Query categorization
From CEDPS
Contents |
Introduction
This page has some thoughts about query categorization. This makes it easier to compose queries, i.e. by filling in holes based on a category or by creating new queries as the product of two categories. This is also the logical beginning of the thought process about how to interface between the user and the database.
Categories
Aggregation
Provide a summary statistic that is the result of evaluating some function, like sum or mean, over groups of values. The groups can be defined by "similar" values, such as user name or DN, or by ranges over continuous values like time.
Examples
- total count/duration of jobs per host
- total count/duration jobs per 10-minutes
- total count/duration jobs per type
- average users per day
Parameters
Aggregation-type queries have the following parameters
- group factors: How to group the events, e.g. host, 10-minute period, job type, ..
- values: Which values to aggregate for each grouping, e.g. count or duration
- function: Which aggregation function -- i.e. a function taking a vector and returning a scalar -- to use.
Search/filter
Look for selected events that match some specific criteria. The criteria can be simple or complex, and match any number of values.
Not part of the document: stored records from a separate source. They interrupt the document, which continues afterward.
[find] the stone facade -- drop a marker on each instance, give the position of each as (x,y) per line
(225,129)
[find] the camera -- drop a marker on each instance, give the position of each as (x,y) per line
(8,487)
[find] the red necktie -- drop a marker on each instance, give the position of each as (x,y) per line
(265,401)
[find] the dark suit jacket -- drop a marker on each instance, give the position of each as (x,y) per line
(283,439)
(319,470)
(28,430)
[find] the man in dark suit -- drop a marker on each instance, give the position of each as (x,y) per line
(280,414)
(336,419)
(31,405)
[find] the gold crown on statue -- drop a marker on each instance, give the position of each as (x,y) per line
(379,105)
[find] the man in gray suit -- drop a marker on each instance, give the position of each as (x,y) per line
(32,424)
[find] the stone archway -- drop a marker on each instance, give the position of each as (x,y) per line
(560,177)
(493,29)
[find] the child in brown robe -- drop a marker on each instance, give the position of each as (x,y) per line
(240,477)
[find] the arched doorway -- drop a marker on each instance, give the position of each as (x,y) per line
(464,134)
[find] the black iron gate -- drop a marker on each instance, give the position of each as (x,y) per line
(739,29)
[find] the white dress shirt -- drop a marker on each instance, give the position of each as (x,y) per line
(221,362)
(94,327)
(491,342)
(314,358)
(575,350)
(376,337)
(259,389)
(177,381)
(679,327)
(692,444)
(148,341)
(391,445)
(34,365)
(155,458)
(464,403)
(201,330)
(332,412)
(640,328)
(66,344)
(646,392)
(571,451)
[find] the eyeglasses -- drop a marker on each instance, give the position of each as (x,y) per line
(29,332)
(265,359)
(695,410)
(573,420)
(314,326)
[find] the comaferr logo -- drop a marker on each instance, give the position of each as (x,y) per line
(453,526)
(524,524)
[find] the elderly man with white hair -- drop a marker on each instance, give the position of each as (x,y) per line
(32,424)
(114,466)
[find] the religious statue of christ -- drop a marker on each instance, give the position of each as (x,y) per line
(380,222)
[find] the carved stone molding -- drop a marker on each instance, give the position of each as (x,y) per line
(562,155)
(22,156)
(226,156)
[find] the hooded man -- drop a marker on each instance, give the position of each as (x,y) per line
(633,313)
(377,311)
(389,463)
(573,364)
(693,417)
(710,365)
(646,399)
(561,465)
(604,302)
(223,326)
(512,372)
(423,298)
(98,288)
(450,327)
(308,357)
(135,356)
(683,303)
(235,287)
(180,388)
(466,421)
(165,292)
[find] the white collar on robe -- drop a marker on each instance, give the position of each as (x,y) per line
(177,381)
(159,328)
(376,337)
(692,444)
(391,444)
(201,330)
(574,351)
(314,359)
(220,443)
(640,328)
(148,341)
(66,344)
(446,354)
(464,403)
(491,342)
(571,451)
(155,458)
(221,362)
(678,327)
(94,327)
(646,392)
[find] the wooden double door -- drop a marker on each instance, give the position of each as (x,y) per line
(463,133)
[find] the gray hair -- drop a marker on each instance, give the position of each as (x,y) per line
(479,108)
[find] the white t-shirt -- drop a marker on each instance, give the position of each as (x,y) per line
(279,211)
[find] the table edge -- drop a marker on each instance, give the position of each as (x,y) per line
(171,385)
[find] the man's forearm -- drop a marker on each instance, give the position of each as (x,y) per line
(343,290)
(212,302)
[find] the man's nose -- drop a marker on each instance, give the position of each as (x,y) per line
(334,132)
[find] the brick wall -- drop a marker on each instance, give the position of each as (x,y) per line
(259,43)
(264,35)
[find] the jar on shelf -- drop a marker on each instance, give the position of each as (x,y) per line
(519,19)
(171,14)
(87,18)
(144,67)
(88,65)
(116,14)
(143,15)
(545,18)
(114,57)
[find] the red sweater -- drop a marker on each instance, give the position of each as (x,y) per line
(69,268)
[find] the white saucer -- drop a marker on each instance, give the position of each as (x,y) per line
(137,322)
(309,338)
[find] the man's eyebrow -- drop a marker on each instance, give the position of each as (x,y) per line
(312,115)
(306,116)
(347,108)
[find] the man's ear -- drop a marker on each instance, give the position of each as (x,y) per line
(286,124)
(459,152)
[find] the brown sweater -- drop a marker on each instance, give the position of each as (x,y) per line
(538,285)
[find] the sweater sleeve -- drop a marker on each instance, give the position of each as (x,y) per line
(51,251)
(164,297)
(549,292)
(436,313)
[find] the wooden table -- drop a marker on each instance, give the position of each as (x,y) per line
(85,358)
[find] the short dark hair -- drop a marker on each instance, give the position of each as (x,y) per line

Whether you call this search or filter mostly depends on how many results you expect; the functionality is the same.
Examples
- jobs with an error
- missing "end" events
- an unusual event sequence
- time in a range
- particular user
- particular VO
Parameters
Search queries have the following parameters:
- value: Value to evaluate during the search, e.g. the user name. In more complex criteria, this value may be derived.
- test: Criteria that the value must satisfy, e.g. a regular expression for a VO in a DN, or an inequality (< 0) for job status
Combining categories
To compose a query, you could combine Aggregation and Search/filter components in a series.
For example, to get the average run-time of jobs that failed in March 2008, you would combine:
- Search: values=(status,time) test=(status < 0, time in March08)
- Aggregate: groups=(All) values=(run-time) function=(average)
Search + Aggregate will probably be the most common pattern of combination, but others are possible.